In the past two decades, research on microRNAs (miRNAs) as gene regulatory factors has received extensive attention. In plants, miRNAs are not only related to growth and development and environmental stimulation, but in crops, miRNAs are associated with many important agronomic traits. Modifications to miRNAs have been used to improve the agricultural traits of crops.
However, there is currently no professional plant miRNA database. For instance, as the most popular miRNA database, miRBase only provides storage and access to miRNAs in all species through the submission of miRNA data by researchers. There is no uniform method and there is no real quality control for these miRNAs. Some scholars have pointed out that the overall quality of miRBase is suboptimal, not only because the data is not integrated, but also there is a lot of noise.
Meanwhile, annotation or identification of plant miRNAs is much more difficult than that in animals with the following reasons. First, compared to relatively uniform miRNAs in animals, many plant miRNAs have more variable precursor lengths and more prevalent large paralogous families, which greatly increased the difficulty of plant miRNA discovery. Another challenge of accurately identifying plant miRNAs is how to exclude short interfering RNAs (siRNAs) from deeply sequenced small RNA libraries, and the large number of endogenous siRNAs has been a major factor in the erroneous annotation of siRNAs as miRNAs. This annotation noise resulting in many questionable miRNA annotations, is significantly enlarged in public miRNA repository when considering there are no standard methods to process and annotate plant miRNAs.
Fortunately, in the last decade, we developed miRDeep-P, a popular tool specifically used to identify plant miRNAs, and achieved much success since there are many miRNA annotated by this tool (over 40 plant species). In addition, new plant miRNA criteria were released in Jan. 2018. Thus, we decided to update our tools miRDeep-P to miRDeep-P2 through overhauling its old algorithm and combining the new plant miRNA criteria.

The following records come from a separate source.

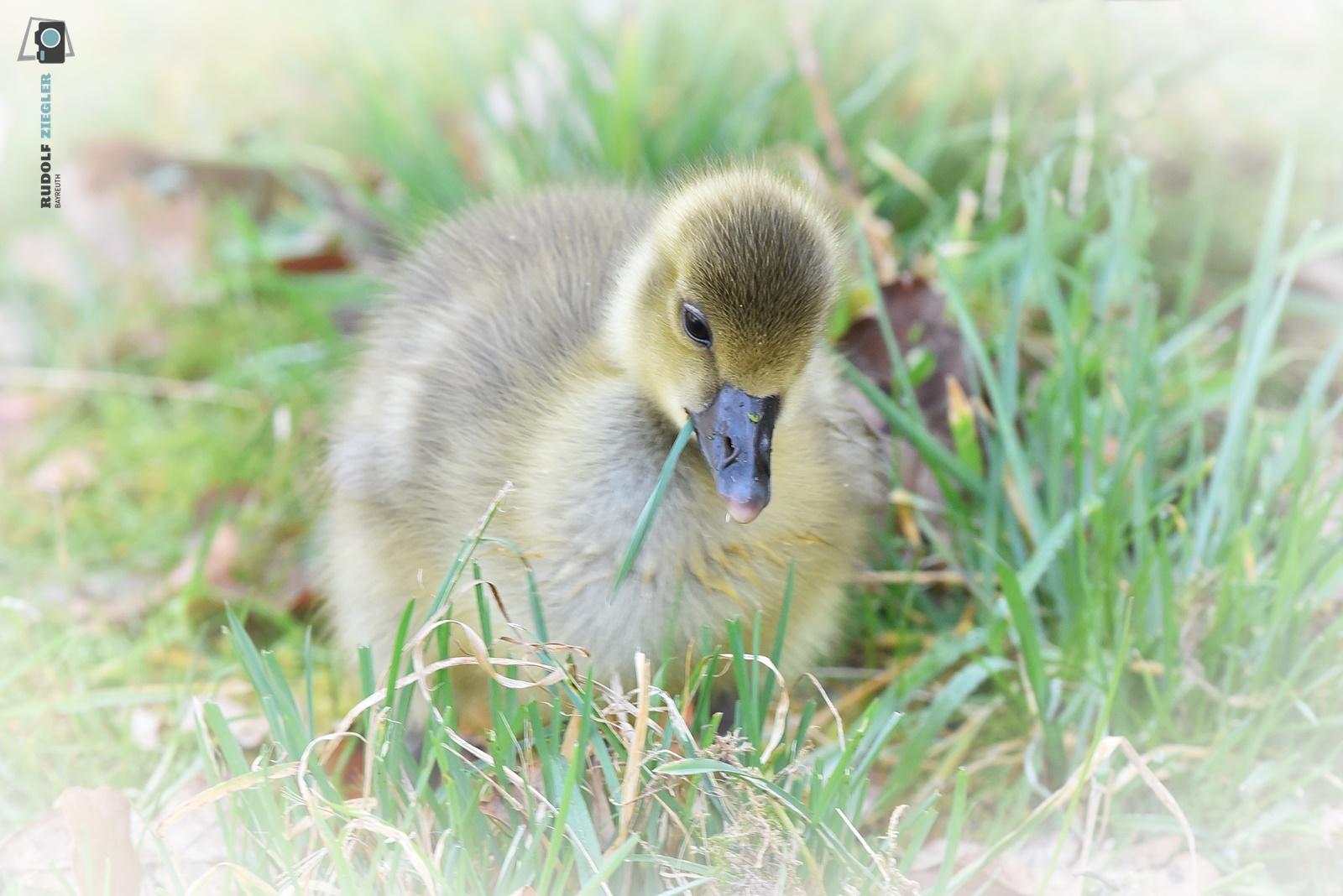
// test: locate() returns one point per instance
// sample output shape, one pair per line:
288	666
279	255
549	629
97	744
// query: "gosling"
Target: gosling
559	342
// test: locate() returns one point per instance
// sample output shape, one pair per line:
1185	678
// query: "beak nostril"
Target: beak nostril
729	450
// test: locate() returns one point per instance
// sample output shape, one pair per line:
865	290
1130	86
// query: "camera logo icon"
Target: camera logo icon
46	40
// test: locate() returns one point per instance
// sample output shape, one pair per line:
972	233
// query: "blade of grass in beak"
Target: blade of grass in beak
651	510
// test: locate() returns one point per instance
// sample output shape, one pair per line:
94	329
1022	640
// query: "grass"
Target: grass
1138	508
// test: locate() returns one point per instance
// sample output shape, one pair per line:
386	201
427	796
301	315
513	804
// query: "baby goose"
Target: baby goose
559	342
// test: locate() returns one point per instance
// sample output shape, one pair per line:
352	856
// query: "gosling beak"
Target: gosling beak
735	435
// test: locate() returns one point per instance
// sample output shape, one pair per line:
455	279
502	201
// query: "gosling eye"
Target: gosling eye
696	325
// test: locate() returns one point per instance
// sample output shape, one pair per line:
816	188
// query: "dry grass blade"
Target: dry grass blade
630	785
781	710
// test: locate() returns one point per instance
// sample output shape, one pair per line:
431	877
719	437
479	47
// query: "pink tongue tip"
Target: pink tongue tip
742	511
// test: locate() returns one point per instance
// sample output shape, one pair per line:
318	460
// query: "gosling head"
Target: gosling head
718	313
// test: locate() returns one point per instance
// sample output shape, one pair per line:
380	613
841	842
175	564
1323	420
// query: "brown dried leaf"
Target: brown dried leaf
917	317
67	470
104	856
217	570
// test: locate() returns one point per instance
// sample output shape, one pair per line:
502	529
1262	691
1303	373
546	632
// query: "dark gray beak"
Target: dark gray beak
736	432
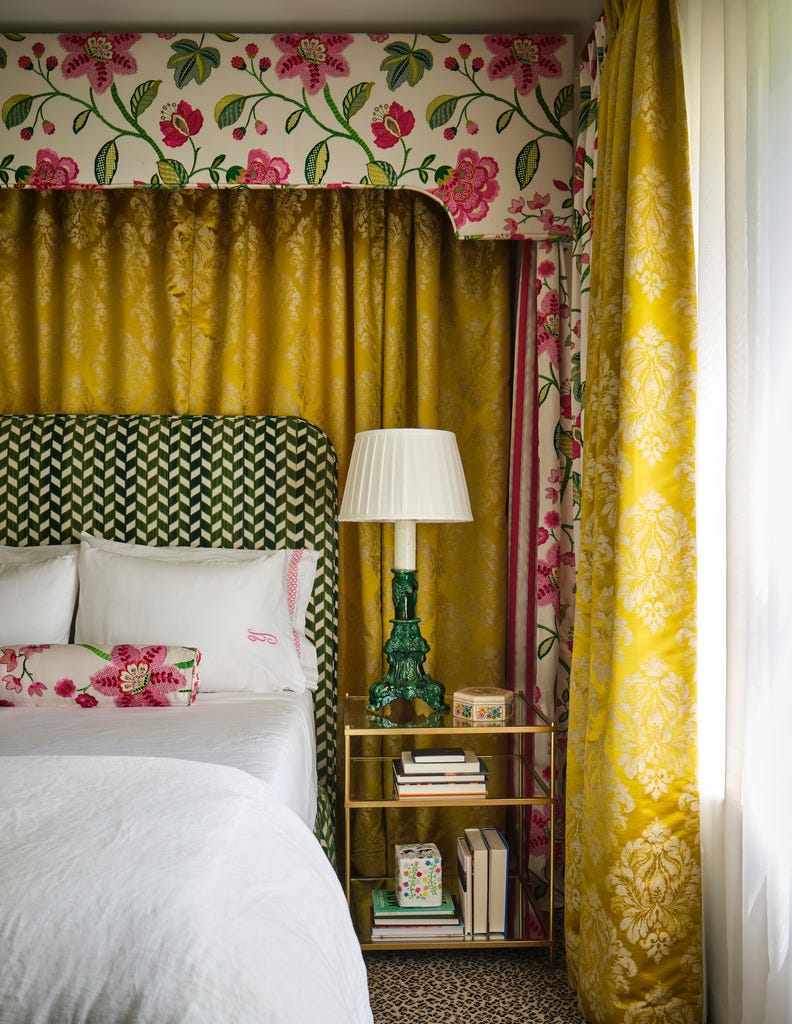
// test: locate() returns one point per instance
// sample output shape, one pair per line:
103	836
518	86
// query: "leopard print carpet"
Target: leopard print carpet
516	986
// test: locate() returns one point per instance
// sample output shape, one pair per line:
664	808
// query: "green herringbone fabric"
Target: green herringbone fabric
198	480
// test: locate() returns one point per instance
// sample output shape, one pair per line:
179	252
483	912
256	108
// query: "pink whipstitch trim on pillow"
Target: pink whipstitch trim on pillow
291	590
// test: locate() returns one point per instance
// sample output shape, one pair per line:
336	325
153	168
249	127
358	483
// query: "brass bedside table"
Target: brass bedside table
513	784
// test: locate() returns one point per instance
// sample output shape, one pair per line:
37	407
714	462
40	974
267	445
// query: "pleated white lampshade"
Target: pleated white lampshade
406	475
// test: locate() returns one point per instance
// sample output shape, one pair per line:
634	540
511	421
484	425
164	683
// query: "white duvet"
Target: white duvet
156	891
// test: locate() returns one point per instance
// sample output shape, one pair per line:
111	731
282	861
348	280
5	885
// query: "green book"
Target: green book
385	904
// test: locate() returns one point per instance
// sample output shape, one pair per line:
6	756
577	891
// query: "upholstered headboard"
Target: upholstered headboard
199	480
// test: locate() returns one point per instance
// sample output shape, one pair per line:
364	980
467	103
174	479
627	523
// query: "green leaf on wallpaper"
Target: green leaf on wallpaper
106	164
588	113
405	65
172	173
545	647
564	101
228	109
441	110
503	120
192	62
143	96
97	650
356	98
80	121
565	444
382	174
293	120
527	163
15	110
577	387
316	163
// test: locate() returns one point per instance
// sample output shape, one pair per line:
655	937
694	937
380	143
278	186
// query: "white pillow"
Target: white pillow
236	611
299	572
38	592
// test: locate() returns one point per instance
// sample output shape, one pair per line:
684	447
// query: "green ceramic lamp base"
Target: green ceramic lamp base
406	651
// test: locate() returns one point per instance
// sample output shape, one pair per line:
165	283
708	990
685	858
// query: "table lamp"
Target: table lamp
406	476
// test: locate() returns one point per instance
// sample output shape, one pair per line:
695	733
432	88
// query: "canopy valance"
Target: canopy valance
481	123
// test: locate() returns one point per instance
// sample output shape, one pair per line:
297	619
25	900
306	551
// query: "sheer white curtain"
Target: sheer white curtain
738	58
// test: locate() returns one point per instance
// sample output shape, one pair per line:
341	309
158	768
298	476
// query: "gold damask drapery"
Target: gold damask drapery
353	309
633	891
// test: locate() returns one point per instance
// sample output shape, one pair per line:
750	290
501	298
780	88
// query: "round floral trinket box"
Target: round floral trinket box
484	705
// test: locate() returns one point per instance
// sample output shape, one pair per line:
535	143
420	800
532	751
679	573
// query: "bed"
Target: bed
197	802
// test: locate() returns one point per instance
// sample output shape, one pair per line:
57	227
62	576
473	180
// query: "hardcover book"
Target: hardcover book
384	903
464	883
432	754
481	883
439	776
417	932
498	869
414	765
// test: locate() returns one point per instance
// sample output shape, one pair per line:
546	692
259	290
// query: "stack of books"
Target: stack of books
392	923
483	871
438	771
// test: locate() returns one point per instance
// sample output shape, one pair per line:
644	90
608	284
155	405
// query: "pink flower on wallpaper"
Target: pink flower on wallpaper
470	187
99	55
52	171
311	56
65	688
538	202
540	832
12	683
179	122
548	317
390	124
8	658
547	218
547	594
265	170
137	677
525	57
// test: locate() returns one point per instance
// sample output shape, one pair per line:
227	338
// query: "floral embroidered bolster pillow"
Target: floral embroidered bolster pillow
89	676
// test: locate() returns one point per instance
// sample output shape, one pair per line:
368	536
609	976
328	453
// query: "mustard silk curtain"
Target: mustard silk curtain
632	899
353	309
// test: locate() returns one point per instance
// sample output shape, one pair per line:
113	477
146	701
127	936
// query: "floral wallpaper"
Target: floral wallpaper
482	123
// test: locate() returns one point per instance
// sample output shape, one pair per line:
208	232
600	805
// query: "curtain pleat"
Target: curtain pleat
633	889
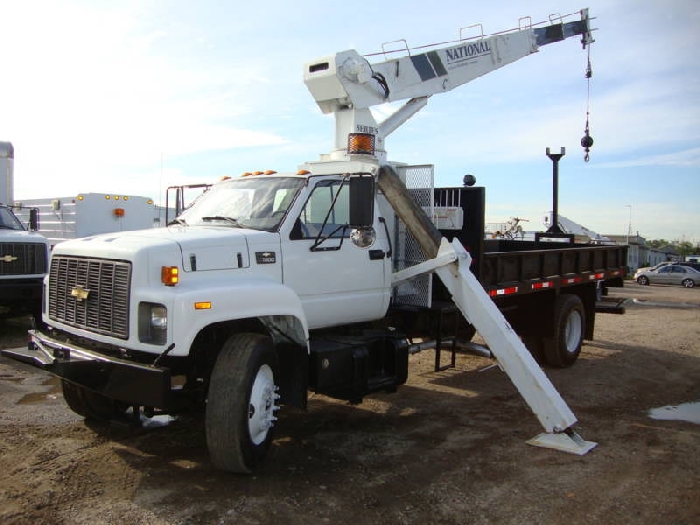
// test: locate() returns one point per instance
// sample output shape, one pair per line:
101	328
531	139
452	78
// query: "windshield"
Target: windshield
258	203
8	221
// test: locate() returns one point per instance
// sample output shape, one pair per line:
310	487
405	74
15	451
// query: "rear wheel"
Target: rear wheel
562	350
241	403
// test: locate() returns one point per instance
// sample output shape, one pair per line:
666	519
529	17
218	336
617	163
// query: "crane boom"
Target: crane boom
348	85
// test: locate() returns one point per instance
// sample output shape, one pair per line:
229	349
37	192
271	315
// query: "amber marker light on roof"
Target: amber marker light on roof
169	275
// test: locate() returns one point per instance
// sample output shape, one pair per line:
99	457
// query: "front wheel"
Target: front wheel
562	350
241	403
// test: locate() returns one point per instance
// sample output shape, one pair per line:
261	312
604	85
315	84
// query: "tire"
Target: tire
241	403
562	350
91	405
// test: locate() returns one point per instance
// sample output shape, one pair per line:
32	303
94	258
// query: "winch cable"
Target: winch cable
587	140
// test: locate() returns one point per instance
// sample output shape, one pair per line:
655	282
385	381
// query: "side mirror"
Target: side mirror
33	219
361	201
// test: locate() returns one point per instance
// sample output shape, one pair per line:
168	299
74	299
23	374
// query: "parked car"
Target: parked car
669	274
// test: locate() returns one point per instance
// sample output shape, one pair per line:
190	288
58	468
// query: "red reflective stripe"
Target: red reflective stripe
545	284
503	291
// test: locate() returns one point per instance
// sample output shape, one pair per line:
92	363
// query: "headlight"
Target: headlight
153	323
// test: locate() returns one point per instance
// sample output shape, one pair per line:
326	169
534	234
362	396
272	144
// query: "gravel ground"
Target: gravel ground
447	448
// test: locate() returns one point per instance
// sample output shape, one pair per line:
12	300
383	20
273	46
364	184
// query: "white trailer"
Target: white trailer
88	214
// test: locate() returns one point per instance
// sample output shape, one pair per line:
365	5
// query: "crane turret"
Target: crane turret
348	85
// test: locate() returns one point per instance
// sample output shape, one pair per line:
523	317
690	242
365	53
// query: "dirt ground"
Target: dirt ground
448	448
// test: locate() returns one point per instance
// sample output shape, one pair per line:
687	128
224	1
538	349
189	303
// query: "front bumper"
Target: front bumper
119	379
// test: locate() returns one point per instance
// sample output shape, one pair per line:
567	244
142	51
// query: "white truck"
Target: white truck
23	254
88	214
274	284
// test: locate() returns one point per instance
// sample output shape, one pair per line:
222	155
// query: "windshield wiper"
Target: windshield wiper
222	218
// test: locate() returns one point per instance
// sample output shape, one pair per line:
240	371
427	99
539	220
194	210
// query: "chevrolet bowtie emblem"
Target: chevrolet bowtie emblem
80	293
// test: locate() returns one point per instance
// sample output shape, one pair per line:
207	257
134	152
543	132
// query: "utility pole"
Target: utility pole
629	227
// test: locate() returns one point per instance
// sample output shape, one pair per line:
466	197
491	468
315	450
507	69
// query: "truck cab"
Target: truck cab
23	264
23	254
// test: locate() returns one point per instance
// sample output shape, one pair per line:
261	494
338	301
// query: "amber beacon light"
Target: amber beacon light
361	143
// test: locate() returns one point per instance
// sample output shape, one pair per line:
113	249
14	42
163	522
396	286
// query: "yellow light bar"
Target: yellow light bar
361	143
169	275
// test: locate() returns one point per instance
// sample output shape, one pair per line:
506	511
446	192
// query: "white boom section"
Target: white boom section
452	266
347	85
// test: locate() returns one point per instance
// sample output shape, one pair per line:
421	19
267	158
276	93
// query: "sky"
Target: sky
130	97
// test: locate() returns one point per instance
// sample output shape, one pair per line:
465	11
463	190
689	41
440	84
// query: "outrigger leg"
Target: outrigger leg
452	266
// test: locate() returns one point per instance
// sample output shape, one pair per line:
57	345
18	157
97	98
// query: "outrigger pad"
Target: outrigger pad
571	444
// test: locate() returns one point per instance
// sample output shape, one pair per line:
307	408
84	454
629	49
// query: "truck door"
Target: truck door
338	281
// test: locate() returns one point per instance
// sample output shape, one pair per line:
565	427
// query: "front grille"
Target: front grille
90	293
22	258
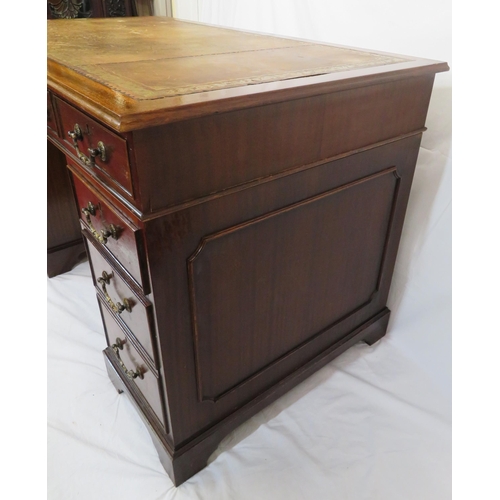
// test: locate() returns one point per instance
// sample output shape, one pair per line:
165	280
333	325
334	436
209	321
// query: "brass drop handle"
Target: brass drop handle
102	237
77	135
117	347
118	308
100	151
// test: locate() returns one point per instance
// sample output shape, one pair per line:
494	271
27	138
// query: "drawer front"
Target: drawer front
128	306
111	229
51	117
115	168
147	382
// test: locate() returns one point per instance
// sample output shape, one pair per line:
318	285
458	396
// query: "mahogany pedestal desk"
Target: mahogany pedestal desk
241	199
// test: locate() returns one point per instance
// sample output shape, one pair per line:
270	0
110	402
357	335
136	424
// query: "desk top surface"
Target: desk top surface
142	71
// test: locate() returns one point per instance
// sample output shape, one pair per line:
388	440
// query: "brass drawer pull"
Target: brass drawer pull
117	347
119	307
111	230
77	135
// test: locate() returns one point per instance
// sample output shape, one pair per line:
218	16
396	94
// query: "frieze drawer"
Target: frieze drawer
98	149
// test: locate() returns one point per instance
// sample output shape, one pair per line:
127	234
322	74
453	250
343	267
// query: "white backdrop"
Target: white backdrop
373	424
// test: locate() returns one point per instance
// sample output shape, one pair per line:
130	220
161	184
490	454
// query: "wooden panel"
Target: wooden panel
285	272
252	145
174	238
115	169
127	248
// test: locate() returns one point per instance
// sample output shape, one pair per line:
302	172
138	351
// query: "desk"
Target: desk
241	199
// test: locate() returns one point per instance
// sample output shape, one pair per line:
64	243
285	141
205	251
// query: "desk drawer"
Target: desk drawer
133	366
111	229
128	306
114	168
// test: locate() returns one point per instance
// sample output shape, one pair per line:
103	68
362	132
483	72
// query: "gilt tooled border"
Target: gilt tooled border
97	74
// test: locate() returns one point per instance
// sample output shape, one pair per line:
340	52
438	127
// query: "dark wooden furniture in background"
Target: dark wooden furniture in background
242	199
71	9
65	246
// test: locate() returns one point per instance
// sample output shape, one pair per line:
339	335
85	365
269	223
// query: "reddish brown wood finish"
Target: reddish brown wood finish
260	222
147	382
128	245
115	169
64	242
139	320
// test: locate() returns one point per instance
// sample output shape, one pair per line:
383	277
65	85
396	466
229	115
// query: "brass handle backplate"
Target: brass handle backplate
110	230
118	308
117	347
77	135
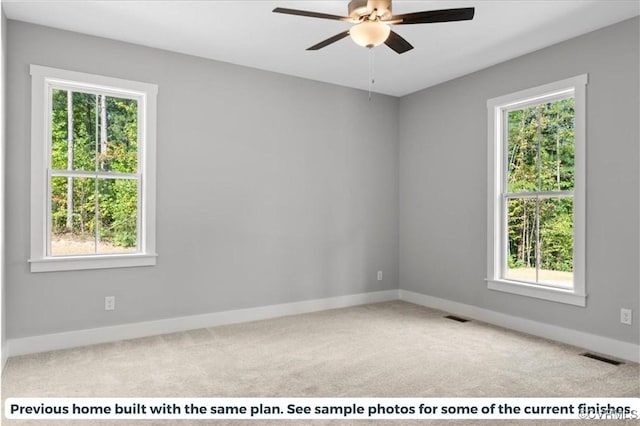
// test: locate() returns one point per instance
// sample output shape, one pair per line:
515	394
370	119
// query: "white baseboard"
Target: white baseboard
603	345
4	358
71	339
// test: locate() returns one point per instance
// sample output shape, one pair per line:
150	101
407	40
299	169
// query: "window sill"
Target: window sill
75	263
538	291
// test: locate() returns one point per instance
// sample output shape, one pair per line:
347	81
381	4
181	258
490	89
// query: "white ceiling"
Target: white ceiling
248	33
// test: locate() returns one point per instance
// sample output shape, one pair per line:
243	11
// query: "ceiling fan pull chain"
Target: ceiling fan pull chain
372	80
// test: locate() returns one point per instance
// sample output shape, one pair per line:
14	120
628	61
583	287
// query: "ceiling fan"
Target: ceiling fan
373	18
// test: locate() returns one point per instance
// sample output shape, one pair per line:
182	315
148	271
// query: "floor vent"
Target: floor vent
455	318
601	358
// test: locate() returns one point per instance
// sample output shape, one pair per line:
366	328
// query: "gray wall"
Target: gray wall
443	174
271	189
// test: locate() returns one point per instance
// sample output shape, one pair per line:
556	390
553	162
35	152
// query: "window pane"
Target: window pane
540	147
104	137
72	216
118	218
556	241
85	130
557	146
521	239
59	130
119	151
522	150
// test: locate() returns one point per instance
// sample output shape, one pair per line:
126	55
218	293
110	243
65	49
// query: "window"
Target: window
92	171
536	182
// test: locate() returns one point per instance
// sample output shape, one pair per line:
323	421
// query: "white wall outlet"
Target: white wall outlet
109	303
625	316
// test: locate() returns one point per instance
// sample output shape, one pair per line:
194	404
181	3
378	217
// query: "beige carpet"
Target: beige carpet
391	349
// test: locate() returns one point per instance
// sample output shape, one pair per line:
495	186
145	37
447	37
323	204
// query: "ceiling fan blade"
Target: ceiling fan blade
311	14
397	43
432	16
329	40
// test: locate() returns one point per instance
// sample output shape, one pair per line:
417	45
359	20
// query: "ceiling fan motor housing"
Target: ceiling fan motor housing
359	8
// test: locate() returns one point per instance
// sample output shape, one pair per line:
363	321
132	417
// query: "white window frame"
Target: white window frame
496	223
43	79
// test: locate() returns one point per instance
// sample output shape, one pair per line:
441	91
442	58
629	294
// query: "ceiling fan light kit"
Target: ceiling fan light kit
370	33
372	19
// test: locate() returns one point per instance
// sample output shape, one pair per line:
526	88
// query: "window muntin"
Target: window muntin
536	178
93	188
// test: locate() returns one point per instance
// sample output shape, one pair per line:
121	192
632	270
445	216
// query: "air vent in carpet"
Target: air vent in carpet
601	358
455	318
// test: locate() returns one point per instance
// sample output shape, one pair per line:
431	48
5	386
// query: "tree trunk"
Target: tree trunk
103	129
69	160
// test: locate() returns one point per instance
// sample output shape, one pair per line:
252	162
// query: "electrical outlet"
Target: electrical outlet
625	316
109	303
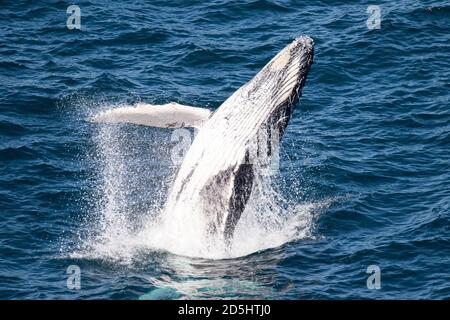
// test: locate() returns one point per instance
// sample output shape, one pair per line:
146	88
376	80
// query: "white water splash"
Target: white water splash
268	220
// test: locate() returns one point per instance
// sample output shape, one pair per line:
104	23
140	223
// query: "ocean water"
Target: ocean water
364	164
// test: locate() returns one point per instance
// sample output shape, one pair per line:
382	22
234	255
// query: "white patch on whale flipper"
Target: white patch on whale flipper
170	115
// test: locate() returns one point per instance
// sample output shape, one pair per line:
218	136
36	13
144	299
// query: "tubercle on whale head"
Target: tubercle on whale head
301	48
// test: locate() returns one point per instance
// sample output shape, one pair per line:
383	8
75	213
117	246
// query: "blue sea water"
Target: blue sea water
365	158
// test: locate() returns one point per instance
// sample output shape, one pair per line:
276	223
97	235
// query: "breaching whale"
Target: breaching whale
216	176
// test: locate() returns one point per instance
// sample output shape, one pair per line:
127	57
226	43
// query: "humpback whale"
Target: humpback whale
216	176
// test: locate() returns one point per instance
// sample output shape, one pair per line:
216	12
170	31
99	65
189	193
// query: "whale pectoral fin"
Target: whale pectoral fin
171	115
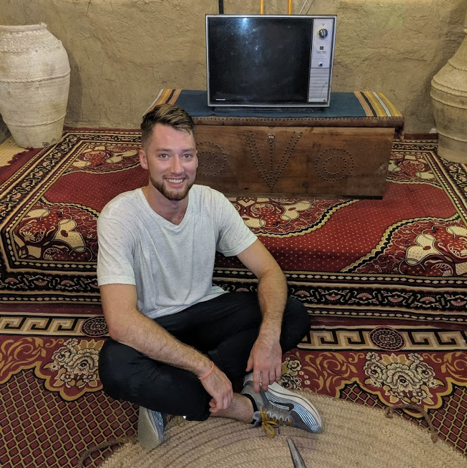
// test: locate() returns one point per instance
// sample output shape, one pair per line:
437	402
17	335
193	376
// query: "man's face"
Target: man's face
170	156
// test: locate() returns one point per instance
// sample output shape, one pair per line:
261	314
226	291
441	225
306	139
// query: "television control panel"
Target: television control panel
322	51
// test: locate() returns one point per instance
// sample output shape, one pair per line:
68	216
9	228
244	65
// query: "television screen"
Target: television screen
268	60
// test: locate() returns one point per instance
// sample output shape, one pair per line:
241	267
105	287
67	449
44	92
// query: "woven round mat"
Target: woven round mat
354	436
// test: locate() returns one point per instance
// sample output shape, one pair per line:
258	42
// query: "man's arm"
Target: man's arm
266	355
130	327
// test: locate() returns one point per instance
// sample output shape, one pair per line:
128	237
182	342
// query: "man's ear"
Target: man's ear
143	160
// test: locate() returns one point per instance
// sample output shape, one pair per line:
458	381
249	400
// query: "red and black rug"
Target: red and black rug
384	282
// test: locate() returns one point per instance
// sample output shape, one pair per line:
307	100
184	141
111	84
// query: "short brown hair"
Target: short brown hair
167	114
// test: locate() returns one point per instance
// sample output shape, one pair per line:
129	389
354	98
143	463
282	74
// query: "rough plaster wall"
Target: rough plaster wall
123	51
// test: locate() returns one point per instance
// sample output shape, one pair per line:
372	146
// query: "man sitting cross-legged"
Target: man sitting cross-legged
178	342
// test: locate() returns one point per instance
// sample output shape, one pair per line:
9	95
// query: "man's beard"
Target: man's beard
173	196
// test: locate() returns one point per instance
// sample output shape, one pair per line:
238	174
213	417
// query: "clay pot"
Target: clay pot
449	99
34	84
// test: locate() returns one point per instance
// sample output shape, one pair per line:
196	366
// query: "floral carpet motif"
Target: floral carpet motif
430	374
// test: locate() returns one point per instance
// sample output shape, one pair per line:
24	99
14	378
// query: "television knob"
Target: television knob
323	33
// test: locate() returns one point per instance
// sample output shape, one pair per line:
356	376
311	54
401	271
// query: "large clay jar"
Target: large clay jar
449	99
34	84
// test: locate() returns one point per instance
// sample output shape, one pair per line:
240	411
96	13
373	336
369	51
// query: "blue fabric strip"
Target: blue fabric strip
341	105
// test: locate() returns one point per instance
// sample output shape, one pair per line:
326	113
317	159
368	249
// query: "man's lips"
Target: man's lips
174	181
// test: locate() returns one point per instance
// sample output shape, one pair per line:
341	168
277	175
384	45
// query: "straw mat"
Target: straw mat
354	436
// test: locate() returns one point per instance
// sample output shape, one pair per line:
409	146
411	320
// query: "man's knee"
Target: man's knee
114	359
296	324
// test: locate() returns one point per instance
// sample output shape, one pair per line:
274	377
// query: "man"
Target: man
177	342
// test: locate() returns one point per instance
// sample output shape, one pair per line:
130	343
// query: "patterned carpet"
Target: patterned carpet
383	280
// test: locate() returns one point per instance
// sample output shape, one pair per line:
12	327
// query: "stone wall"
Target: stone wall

Taken together, to overcome these challenges and bridge the gaps (lack of comprehensive plant miRNA database) and take the advantage of our experience on annotating/identifying plant miRNAs, two labs, Yang lab from BAAFS (Beijing Academy of Agricultural and Forestry Sciences) and Li lab from Peking University, together initialized this project which aims to construct a comprehensive functional plant miRNA database, and we named it PmiRDB (plant miRNA DataBase).